My goal is to establish a healthy relationship with clutter to the point that I can look back and think, Wow there was a time when this used to bother me. How silly. because, let's be honest, when you're 26, living with only one other person, who is not a slob by any means, without any pets or children, any "messes" we currently have are realistically not as disastrous as they could be.

know that my anxiety around clutter is irrational. I can't help it. And here's another reason it's so frustrating for me, feeling trapped in my own brain like this: I wasn't always like this! Not at all. When I was a teenager, my room was so messy that you couldn't see the carpet. I not only had The Chair full of clothes that I was too lazy to fold and put away, I also had a loft bed in which a small portion of desk space was used for schoolwork and the rest was used for even more junk that I was too lazy to put away. None of it even bothered me. I had better things to do than clean.

(My sleeping schedule as a teenager was also absolutely mind-boggling. I'd be up until 1 or 2 in the morning regularly, sleeping until noon on the weekends or later during summer break. Who is that person?)

I don't want to revert all the way back to who I was in 2009 (yikes) but if I could channel the nonchalance about a little mess so I don't get so worked up over too much mail on the dining table or too many jackets draped over the backs of chairs, that'd be great.

So, I'm working on it.

Rahul has been a big help. He is so good at doing a lot around the home while also seeming so chill all the time. He's been kindly shushing me when I wake up and immediately say, "Ugh I wanted to be up earlier," and reminding me that no, I don't have to do whatever cleaning task right now or even today. I'm letting things be imperfect.

That was the focus the past two weeks and I already feel better. And weird. And a little guilty, like I'm slacking. But... better.
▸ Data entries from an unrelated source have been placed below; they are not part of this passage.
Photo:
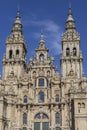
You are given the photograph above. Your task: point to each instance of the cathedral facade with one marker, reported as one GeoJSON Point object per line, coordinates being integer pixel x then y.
{"type": "Point", "coordinates": [35, 96]}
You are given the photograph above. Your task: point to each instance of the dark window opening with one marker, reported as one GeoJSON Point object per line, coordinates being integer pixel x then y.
{"type": "Point", "coordinates": [24, 118]}
{"type": "Point", "coordinates": [41, 82]}
{"type": "Point", "coordinates": [41, 97]}
{"type": "Point", "coordinates": [25, 99]}
{"type": "Point", "coordinates": [74, 52]}
{"type": "Point", "coordinates": [57, 98]}
{"type": "Point", "coordinates": [57, 118]}
{"type": "Point", "coordinates": [67, 51]}
{"type": "Point", "coordinates": [17, 52]}
{"type": "Point", "coordinates": [41, 58]}
{"type": "Point", "coordinates": [10, 54]}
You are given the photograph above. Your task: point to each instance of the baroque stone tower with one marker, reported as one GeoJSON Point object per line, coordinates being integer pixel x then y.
{"type": "Point", "coordinates": [34, 96]}
{"type": "Point", "coordinates": [14, 61]}
{"type": "Point", "coordinates": [71, 58]}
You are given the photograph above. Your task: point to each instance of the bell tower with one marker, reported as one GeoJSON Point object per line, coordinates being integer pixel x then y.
{"type": "Point", "coordinates": [71, 58]}
{"type": "Point", "coordinates": [14, 59]}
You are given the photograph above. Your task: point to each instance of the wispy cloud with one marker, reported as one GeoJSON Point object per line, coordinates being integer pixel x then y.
{"type": "Point", "coordinates": [52, 34]}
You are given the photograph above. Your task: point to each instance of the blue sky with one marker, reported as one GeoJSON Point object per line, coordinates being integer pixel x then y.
{"type": "Point", "coordinates": [47, 15]}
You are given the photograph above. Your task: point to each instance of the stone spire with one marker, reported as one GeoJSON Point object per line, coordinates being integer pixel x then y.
{"type": "Point", "coordinates": [16, 35]}
{"type": "Point", "coordinates": [42, 42]}
{"type": "Point", "coordinates": [17, 26]}
{"type": "Point", "coordinates": [70, 23]}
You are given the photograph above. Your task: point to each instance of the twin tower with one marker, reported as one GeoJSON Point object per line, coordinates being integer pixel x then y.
{"type": "Point", "coordinates": [16, 49]}
{"type": "Point", "coordinates": [34, 96]}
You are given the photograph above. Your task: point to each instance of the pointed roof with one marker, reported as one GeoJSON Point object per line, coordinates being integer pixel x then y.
{"type": "Point", "coordinates": [70, 23]}
{"type": "Point", "coordinates": [17, 26]}
{"type": "Point", "coordinates": [42, 42]}
{"type": "Point", "coordinates": [16, 35]}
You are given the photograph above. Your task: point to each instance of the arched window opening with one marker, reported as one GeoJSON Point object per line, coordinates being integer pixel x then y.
{"type": "Point", "coordinates": [79, 105]}
{"type": "Point", "coordinates": [17, 52]}
{"type": "Point", "coordinates": [41, 57]}
{"type": "Point", "coordinates": [83, 105]}
{"type": "Point", "coordinates": [74, 52]}
{"type": "Point", "coordinates": [41, 97]}
{"type": "Point", "coordinates": [47, 82]}
{"type": "Point", "coordinates": [24, 128]}
{"type": "Point", "coordinates": [57, 118]}
{"type": "Point", "coordinates": [48, 73]}
{"type": "Point", "coordinates": [37, 116]}
{"type": "Point", "coordinates": [41, 122]}
{"type": "Point", "coordinates": [34, 73]}
{"type": "Point", "coordinates": [44, 116]}
{"type": "Point", "coordinates": [41, 82]}
{"type": "Point", "coordinates": [67, 51]}
{"type": "Point", "coordinates": [58, 128]}
{"type": "Point", "coordinates": [24, 118]}
{"type": "Point", "coordinates": [57, 98]}
{"type": "Point", "coordinates": [10, 54]}
{"type": "Point", "coordinates": [25, 99]}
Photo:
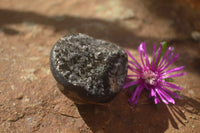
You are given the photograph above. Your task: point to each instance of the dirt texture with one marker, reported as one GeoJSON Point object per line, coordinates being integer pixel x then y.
{"type": "Point", "coordinates": [29, 98]}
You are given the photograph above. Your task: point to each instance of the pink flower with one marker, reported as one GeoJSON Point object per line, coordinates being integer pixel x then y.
{"type": "Point", "coordinates": [154, 75]}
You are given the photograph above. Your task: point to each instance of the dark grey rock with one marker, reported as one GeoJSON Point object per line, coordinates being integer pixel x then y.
{"type": "Point", "coordinates": [88, 69]}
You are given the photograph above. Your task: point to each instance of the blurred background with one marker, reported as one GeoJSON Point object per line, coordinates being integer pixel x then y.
{"type": "Point", "coordinates": [29, 98]}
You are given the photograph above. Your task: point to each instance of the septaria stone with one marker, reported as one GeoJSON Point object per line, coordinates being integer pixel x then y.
{"type": "Point", "coordinates": [88, 70]}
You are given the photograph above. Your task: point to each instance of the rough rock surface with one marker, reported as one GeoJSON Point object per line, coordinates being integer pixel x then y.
{"type": "Point", "coordinates": [88, 69]}
{"type": "Point", "coordinates": [29, 99]}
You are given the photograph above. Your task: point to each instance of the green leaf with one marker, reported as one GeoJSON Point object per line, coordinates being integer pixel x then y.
{"type": "Point", "coordinates": [169, 79]}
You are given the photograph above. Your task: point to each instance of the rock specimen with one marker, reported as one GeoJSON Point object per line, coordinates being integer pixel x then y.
{"type": "Point", "coordinates": [88, 70]}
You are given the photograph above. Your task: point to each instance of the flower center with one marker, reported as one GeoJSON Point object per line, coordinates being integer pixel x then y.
{"type": "Point", "coordinates": [150, 77]}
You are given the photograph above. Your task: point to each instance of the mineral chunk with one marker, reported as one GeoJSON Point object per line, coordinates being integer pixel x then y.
{"type": "Point", "coordinates": [88, 70]}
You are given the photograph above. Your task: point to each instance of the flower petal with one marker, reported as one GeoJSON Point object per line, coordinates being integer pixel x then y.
{"type": "Point", "coordinates": [172, 60]}
{"type": "Point", "coordinates": [126, 85]}
{"type": "Point", "coordinates": [165, 56]}
{"type": "Point", "coordinates": [174, 75]}
{"type": "Point", "coordinates": [161, 97]}
{"type": "Point", "coordinates": [158, 55]}
{"type": "Point", "coordinates": [173, 70]}
{"type": "Point", "coordinates": [170, 92]}
{"type": "Point", "coordinates": [171, 85]}
{"type": "Point", "coordinates": [167, 97]}
{"type": "Point", "coordinates": [135, 96]}
{"type": "Point", "coordinates": [133, 58]}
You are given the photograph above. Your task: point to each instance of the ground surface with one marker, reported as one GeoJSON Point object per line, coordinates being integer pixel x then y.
{"type": "Point", "coordinates": [29, 98]}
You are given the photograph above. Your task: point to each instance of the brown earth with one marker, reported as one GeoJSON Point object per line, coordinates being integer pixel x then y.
{"type": "Point", "coordinates": [29, 98]}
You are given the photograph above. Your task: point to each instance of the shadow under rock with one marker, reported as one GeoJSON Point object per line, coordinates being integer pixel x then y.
{"type": "Point", "coordinates": [119, 116]}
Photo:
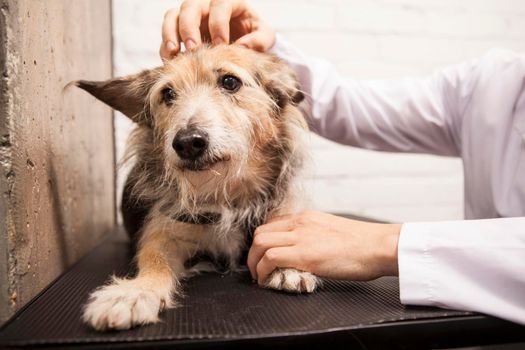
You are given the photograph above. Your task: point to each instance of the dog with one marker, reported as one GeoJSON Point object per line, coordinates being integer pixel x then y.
{"type": "Point", "coordinates": [216, 153]}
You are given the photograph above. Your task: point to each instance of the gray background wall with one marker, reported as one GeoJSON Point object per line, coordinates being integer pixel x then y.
{"type": "Point", "coordinates": [56, 149]}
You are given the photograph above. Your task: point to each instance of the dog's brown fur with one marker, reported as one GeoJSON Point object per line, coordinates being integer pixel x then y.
{"type": "Point", "coordinates": [247, 175]}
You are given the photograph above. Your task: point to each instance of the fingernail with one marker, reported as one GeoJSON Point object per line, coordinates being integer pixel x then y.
{"type": "Point", "coordinates": [218, 41]}
{"type": "Point", "coordinates": [190, 44]}
{"type": "Point", "coordinates": [170, 45]}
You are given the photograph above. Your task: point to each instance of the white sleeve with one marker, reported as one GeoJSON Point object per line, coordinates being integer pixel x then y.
{"type": "Point", "coordinates": [407, 115]}
{"type": "Point", "coordinates": [474, 265]}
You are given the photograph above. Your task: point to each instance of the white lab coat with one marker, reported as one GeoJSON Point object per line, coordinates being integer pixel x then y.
{"type": "Point", "coordinates": [475, 111]}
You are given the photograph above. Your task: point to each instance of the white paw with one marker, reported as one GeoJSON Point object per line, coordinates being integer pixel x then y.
{"type": "Point", "coordinates": [125, 303]}
{"type": "Point", "coordinates": [292, 280]}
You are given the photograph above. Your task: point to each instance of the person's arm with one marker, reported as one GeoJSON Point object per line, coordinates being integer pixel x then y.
{"type": "Point", "coordinates": [405, 115]}
{"type": "Point", "coordinates": [476, 265]}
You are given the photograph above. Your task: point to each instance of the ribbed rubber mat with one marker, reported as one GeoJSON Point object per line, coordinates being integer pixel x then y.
{"type": "Point", "coordinates": [214, 307]}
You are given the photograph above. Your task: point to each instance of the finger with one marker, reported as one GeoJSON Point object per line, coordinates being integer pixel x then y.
{"type": "Point", "coordinates": [170, 45]}
{"type": "Point", "coordinates": [190, 17]}
{"type": "Point", "coordinates": [219, 21]}
{"type": "Point", "coordinates": [278, 224]}
{"type": "Point", "coordinates": [264, 242]}
{"type": "Point", "coordinates": [259, 40]}
{"type": "Point", "coordinates": [273, 258]}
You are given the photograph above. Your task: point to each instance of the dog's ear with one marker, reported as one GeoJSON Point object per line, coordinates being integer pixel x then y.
{"type": "Point", "coordinates": [281, 82]}
{"type": "Point", "coordinates": [126, 94]}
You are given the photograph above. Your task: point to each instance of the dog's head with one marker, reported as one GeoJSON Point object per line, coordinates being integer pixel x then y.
{"type": "Point", "coordinates": [219, 116]}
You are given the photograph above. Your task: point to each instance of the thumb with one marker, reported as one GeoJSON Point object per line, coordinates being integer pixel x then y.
{"type": "Point", "coordinates": [259, 40]}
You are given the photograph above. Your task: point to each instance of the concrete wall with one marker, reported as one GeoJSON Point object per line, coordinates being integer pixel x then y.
{"type": "Point", "coordinates": [366, 39]}
{"type": "Point", "coordinates": [56, 149]}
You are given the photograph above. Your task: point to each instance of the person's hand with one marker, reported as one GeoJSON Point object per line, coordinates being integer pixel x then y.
{"type": "Point", "coordinates": [325, 245]}
{"type": "Point", "coordinates": [216, 21]}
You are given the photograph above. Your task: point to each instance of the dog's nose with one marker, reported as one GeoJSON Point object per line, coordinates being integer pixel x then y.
{"type": "Point", "coordinates": [190, 144]}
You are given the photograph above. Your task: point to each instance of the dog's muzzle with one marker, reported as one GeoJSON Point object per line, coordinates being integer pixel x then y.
{"type": "Point", "coordinates": [190, 144]}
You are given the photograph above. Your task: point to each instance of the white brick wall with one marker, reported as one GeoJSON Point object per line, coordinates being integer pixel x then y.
{"type": "Point", "coordinates": [366, 39]}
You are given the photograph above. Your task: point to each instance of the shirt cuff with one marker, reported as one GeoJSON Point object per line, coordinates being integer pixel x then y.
{"type": "Point", "coordinates": [415, 262]}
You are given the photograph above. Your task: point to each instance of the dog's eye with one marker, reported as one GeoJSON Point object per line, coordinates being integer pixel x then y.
{"type": "Point", "coordinates": [230, 83]}
{"type": "Point", "coordinates": [168, 95]}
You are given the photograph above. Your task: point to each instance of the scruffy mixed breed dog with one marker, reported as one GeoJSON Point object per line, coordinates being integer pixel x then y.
{"type": "Point", "coordinates": [217, 153]}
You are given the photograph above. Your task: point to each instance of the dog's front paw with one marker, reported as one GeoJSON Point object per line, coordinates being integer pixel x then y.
{"type": "Point", "coordinates": [292, 280]}
{"type": "Point", "coordinates": [125, 303]}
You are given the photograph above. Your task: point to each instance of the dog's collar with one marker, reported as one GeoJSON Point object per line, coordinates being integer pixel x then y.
{"type": "Point", "coordinates": [205, 218]}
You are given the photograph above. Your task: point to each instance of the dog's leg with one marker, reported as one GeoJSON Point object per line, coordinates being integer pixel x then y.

After spending the majority of a Saturday reading and watching "Schitt's Creek" on Netflix, I turned to Rahul at one point and said, "I haven't cleaned a single thing today, it feels weiirddd." That Sunday night, I asked him to remind me that I'm not lazy.

Despite how much I love the app, I'm aware that Instagram plays a role in all of this too. Not so much the app by itself as the way I use it or the time I spend on it. It's way too easy to mindlessly scroll through my feed, subconsciously comparing my life to others', forgetting that for every camera-ready nook in a person's home, there is a decent mess on the other side of the room, purposely kept out of frame.

To moderate the amount of time I spend doing this, I've set a one hour limit on the app per day. (I have no clue if that's a lot of time or a true limit, but that's where I'm starting. Maybe I'll decrease it further from there.) It's helped me be more mindful of the way I use it. Less mindless scrolling, more checking in on friends or particular accounts that inspire me. It lets me focus on my own life, not everyone else's.

There may be an underlying reason as to why I crave so much control over my home, other subconscious feelings manifesting themselves this way. Eventually, I'll figure that out. Contrary to usual growth, this time I'm working from the outside in.

Leave the mess. Walk away. Do something else. Breathe. Enjoy.